Escape From Pharisee Mountain (Is It Even Possible?)
I came across an old picture of me. We were living in an old farmhouse that we were renovating. It had no dry wall on the walls yet (just insulation) and I was butchering a deer while the children watched. There was an open text book on the counter (I study while I cook.) and the typical chaos that comes with seven kids in the background. I was happy.
Fast-forward ten years. We now live in a really nice house in another state. The kids are growing up and moving out, and life has settled down. Things should be even more wonderful- right? Not so much. Within 5 minutes of waking up I already felt like a failure. I had made some mess I needed to clean up, the ‘bug-guy’ was coming and our pool room (yes, I have an indoor pool) was a mess, and the boys (who do not care what my house looks like) were coming over for chemistry lab (We home school.).
First, there is nothing wrong with my house. It is cleaner and in better shape than anything we have ever owned. The problem: I have moved firmly into ‘Pharisee’ world and don’t know how to fully get out! I have spent the last ten years going to women’s conferences that have (wrongly) twisted verses in the Bible into ‘Thou shalt have a perfect house,’ and have been hanging out with women who know how to subtly look down on you without saying anything. Yesterday my daughter asked to go out with friends. She told me the other mothers were going to be there so we could sit and talk. I groaned. She looked at me. (I am normally very social and love talking with people.) My first response was, ‘I am not like your friends’ mothers. I don’t fit in.’ I then amended that and told her, ‘No, your friends’ mothers lie, and pretend to be whoever they think the person they are talking to wants them to be and I can’t take it anymore.’ She looked at me funny. (The Pharisees would hate me for being that honest with my daughter. I know. How could I tell her- the truth!?) She knows she will still get to go, and I will suffer through it for her. But I worry. Her friends are destined to become just like their mothers. Superficial and constantly worried about what other people think. These are not bad women. They are ‘good Christian’ women who raise good Christian girls.

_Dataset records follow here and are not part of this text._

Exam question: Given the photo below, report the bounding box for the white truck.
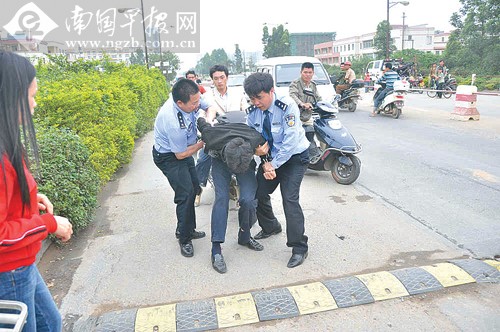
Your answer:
[256,56,335,102]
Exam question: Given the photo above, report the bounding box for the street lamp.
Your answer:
[385,0,410,59]
[118,0,149,69]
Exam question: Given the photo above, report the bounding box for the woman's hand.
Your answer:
[36,194,54,214]
[54,216,73,242]
[262,162,276,180]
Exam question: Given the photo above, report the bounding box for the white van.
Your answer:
[363,60,400,81]
[256,56,335,102]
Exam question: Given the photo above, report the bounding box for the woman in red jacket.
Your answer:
[0,51,73,332]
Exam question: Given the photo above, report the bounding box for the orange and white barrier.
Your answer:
[451,85,479,121]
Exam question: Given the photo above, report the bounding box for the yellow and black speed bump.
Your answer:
[252,288,300,321]
[323,277,375,308]
[450,259,500,282]
[391,267,443,295]
[94,309,137,332]
[176,300,218,331]
[90,259,500,332]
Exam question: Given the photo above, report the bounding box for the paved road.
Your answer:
[41,91,500,331]
[350,94,500,257]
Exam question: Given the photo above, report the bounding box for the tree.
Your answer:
[195,48,233,75]
[262,24,291,58]
[444,0,500,75]
[373,20,396,59]
[130,48,145,65]
[149,51,180,82]
[234,44,244,74]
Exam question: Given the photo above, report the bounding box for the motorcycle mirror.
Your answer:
[302,89,314,97]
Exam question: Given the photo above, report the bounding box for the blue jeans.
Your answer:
[373,88,392,109]
[0,264,62,332]
[196,149,212,187]
[256,149,309,254]
[211,158,257,243]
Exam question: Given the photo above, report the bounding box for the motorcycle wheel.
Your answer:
[443,86,453,99]
[331,155,361,185]
[391,105,401,119]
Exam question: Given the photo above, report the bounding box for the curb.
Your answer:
[84,259,500,332]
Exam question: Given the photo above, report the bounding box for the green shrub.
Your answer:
[36,72,137,183]
[37,124,99,231]
[456,76,500,91]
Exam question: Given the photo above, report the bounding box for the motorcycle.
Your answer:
[304,90,361,185]
[444,74,457,91]
[332,77,365,112]
[373,80,410,119]
[407,74,424,94]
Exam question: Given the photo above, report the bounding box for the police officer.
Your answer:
[288,62,321,157]
[244,73,309,268]
[153,78,214,257]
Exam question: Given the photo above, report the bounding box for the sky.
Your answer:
[178,0,461,72]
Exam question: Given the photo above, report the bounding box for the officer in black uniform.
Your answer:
[244,73,309,268]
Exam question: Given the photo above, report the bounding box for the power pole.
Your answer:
[401,12,406,54]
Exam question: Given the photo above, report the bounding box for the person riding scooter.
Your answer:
[288,62,321,160]
[370,62,401,116]
[335,61,356,95]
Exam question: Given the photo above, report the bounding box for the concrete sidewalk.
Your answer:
[47,133,500,331]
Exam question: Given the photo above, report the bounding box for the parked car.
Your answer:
[257,56,335,102]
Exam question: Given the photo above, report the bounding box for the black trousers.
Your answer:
[256,150,309,254]
[153,147,200,243]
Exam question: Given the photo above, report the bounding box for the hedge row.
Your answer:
[35,58,168,230]
[36,125,99,230]
[36,58,168,184]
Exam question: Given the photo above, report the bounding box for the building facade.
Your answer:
[314,24,449,66]
[289,32,336,56]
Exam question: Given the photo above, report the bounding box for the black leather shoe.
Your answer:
[175,230,206,240]
[179,241,194,257]
[238,238,264,251]
[191,230,205,240]
[254,226,281,240]
[286,251,307,268]
[212,254,227,273]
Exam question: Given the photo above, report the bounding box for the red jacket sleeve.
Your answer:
[0,158,57,253]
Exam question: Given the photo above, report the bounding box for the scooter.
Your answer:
[304,90,361,185]
[373,80,410,119]
[332,77,365,112]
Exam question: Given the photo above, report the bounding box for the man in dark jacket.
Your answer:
[197,118,268,273]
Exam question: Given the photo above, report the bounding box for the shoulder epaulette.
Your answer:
[246,105,257,114]
[274,99,288,112]
[177,112,186,129]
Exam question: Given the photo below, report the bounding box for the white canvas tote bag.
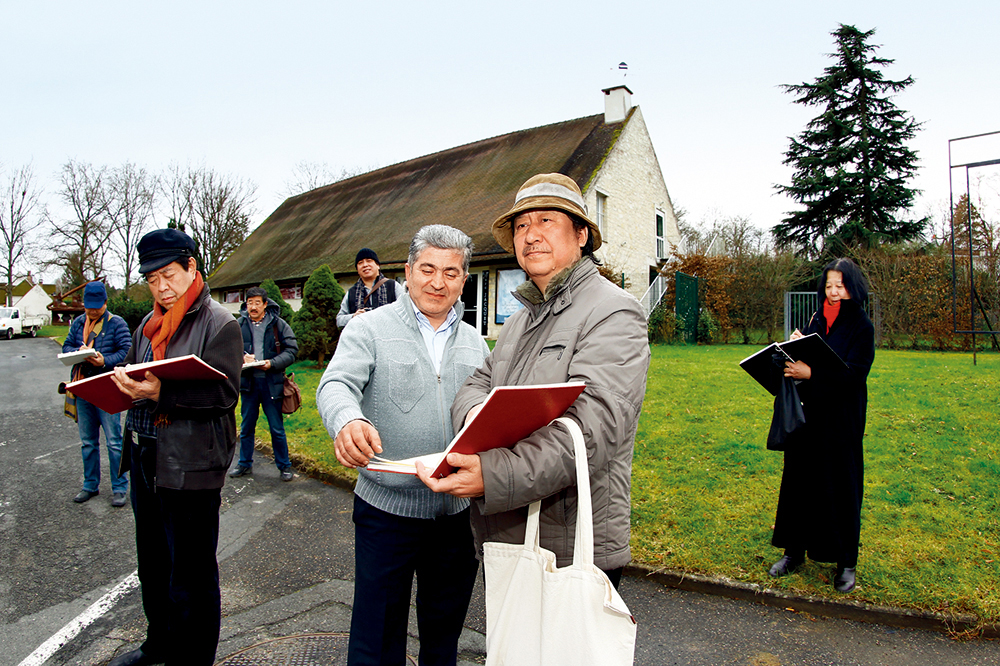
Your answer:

But it is not ‘good.’ It is a recipe for depression. It is a life where no one truly knows anyone. Where you cannot visit with friends and have a cup of coffee without ‘cleaning up’ first. My husband and I have actually discussed not having anyone over to our home, and leaving it as a place where we can just be ‘us.’ We can afford to be ‘social’ at restaurants etc instead and leave our home for ‘us.’ But we love having people over. We are the ones who stay up until midnight talking and laughing- at least we used to be.
I know I am not alone. In moving around the last few years I have noticed that this is the norm for the woman’s side of the Christian and non-Christian world. The question is: How do we change it? How do we ‘get real’ so that we can have real relationships, real friends and really act like the family we are supposed to be? Do we, as women, really want to be running around making sure there is never a dirty dish in the sink, or muddy dog prints on the floor? (Actually, our wonderful mastiff puppy, whom I dearly love, has taken to dragging small trees through the doggy door and mulching them, leaving half masticated wood wherever he last laid down… I am guessing proper Christian wives don’t own big drooling dogs either.)

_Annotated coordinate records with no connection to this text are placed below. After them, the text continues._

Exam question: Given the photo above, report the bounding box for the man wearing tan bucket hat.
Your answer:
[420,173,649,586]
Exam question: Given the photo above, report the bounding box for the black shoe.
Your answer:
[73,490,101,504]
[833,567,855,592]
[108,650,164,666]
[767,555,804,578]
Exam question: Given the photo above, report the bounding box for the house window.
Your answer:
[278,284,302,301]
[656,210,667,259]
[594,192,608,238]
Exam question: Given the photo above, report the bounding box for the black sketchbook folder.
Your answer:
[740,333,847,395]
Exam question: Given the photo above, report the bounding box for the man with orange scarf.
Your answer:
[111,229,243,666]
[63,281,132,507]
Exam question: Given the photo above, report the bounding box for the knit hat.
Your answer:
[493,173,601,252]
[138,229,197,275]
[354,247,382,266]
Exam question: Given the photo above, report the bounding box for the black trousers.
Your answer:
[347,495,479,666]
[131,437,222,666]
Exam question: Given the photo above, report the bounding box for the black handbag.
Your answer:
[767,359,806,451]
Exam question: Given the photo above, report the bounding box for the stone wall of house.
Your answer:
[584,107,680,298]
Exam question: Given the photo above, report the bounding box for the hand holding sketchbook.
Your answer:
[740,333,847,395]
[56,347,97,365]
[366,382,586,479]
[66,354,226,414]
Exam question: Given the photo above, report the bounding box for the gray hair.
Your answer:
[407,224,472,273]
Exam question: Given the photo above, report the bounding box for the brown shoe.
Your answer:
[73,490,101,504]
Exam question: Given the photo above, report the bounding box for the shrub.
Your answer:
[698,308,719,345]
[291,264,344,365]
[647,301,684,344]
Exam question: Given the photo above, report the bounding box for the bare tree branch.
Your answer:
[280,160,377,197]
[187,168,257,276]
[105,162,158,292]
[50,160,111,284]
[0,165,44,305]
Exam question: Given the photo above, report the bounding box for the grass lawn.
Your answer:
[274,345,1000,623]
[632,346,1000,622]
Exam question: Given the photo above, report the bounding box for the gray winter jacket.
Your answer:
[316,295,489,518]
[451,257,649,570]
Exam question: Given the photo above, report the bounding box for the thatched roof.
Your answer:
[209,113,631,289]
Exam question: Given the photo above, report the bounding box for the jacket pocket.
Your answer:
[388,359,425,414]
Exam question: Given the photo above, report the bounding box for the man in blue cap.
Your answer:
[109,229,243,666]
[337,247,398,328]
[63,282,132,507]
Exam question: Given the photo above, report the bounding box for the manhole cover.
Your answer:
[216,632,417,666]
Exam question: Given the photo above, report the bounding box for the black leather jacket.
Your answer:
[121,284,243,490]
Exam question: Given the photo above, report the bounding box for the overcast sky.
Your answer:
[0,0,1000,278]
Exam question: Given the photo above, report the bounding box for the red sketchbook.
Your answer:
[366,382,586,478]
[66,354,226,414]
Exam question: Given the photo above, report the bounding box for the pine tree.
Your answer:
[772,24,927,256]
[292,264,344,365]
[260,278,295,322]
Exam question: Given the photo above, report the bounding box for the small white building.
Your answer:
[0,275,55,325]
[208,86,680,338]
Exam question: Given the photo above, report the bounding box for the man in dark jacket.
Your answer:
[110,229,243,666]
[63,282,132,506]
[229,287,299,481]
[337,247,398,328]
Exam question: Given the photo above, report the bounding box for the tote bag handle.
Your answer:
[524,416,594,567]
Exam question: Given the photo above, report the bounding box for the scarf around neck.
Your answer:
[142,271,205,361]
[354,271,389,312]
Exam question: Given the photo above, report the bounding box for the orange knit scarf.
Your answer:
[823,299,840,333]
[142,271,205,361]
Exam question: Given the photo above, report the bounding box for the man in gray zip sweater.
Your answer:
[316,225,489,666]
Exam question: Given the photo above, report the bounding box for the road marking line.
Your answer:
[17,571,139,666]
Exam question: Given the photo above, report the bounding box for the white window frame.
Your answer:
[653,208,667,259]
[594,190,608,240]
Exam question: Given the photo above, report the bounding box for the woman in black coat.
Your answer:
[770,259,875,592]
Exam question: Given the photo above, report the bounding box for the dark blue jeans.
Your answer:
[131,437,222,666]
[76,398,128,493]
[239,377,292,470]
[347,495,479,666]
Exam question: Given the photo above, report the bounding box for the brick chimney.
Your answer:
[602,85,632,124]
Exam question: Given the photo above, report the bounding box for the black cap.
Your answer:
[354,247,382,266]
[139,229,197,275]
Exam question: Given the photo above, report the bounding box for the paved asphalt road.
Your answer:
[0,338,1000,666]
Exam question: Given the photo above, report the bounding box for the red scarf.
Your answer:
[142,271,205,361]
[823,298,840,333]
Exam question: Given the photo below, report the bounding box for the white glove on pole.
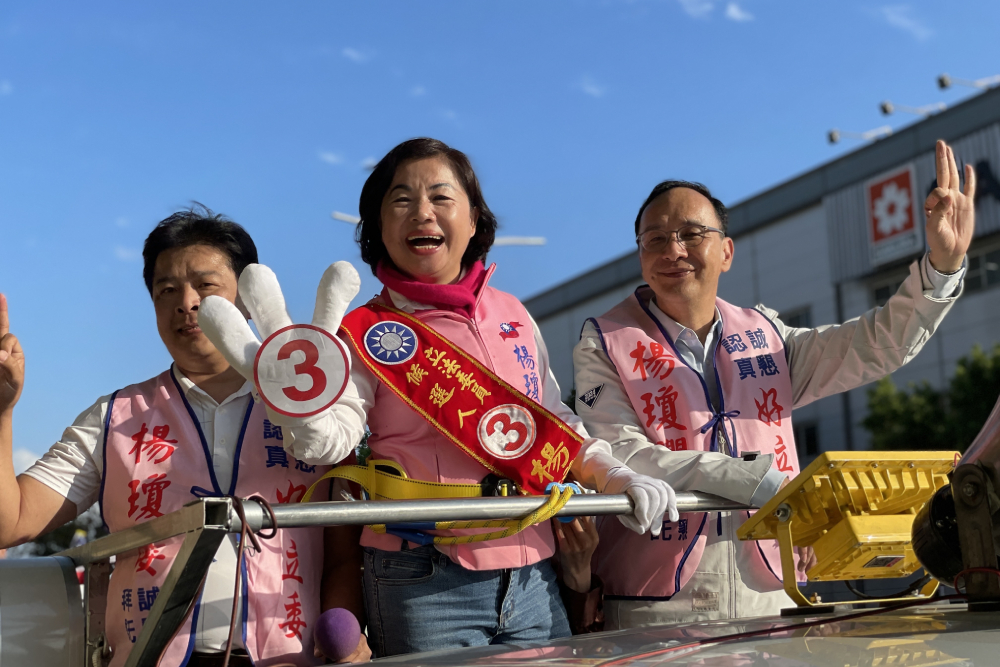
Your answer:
[603,466,680,535]
[198,262,361,427]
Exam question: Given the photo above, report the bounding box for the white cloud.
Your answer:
[316,151,344,164]
[880,5,934,42]
[340,46,370,63]
[580,76,608,97]
[677,0,715,19]
[115,245,142,262]
[14,449,38,475]
[726,2,753,23]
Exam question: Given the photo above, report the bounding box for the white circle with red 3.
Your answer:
[253,324,350,418]
[479,403,535,459]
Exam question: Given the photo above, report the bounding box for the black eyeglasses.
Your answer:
[635,225,726,252]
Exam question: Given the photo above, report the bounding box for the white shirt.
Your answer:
[24,366,253,652]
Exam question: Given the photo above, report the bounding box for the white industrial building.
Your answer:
[526,83,1000,463]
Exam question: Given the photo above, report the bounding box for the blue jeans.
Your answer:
[364,546,570,658]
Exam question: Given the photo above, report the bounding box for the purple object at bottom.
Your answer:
[313,607,361,662]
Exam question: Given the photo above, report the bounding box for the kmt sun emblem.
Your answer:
[365,321,417,366]
[500,322,524,340]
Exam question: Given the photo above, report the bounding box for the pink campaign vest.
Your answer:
[356,266,555,570]
[100,371,329,667]
[591,286,799,600]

By the way: The proper ‘Pharisee’ answer to the mastiff problem is, ‘You really should just lock the doggy door until he learns you know.’ The problem: ‘I really should do a lot of things, and when I am perfect maybe I will. But I am not glad that you have all the answers to ‘fix’ my life. I find mulch in the living room amusing and like snuggling with a puppy that thinks he is a lap dog but really should not be. It’s my house, now wipe off a chair, sit down and drink your coffee before I throw it at you.’ (Oh wait, that was not a ‘Christian’ thing to say, was it?)